The International Trade Administration has modified the applicability date of a final rule that amended its regulations in an effort to prevent the manipulation of dumping margins through post-sale price adjustments. The ITA now states that this rule will apply to all segments of antidumping duty proceedings initiated on or after Sept. 1.
An AD duty analysis involves a comparison of the company’s sales price in the U.S. (export price or constructed export price) with the price or cost in the foreign market (normal value). The prices used to calculate export price, constructed export price and normal value involve certain adjustments.

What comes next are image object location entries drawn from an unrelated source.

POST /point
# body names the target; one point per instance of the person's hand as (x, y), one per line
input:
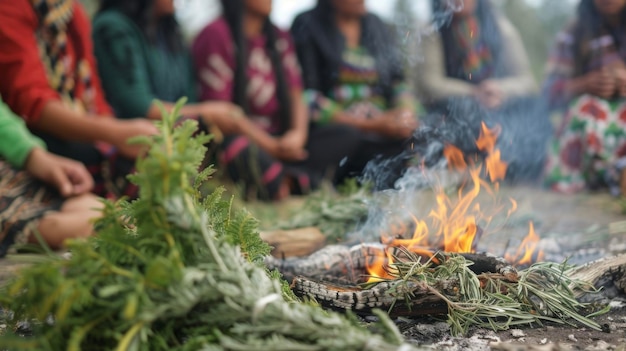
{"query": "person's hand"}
(69, 177)
(397, 124)
(488, 94)
(601, 83)
(226, 116)
(619, 72)
(126, 129)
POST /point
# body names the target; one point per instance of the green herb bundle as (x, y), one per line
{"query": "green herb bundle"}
(544, 291)
(173, 271)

In a May 1997 rule that defined “price adjustment” the ITA said this term is intended to describe a category of changes to a price, such as discounts, rebates and post-sale price adjustments, that affect the net outlay of funds by the purchaser. Since that time the ITA has consistently applied its practice of not granting price adjustments where the terms and conditions were not established and known to the customer at the time of sale (sometimes referred to as determining the “legitimacy” of a price adjustment) because of the potential for manipulation of dumping margins through so-called “after-the-fact” adjustments. In a March 2014 decision, however, the Court of International Trade disagreed and stated that as currently written the regulations do not give the ITA such discretion.
As a result, the ITA revised its regulations to (a) clarify that it does not intend to accept a price adjustment made after the time of sale unless the interested party demonstrates its entitlement to such an adjustment to the ITA’s satisfaction and (b) provide a non-exhaustive list of factors it may consider in determining whether to accept price adjustments made after the time of sale. The final rule clarified that a price adjustment is not limited to discounts or rebates but encompasses other adjustments as well.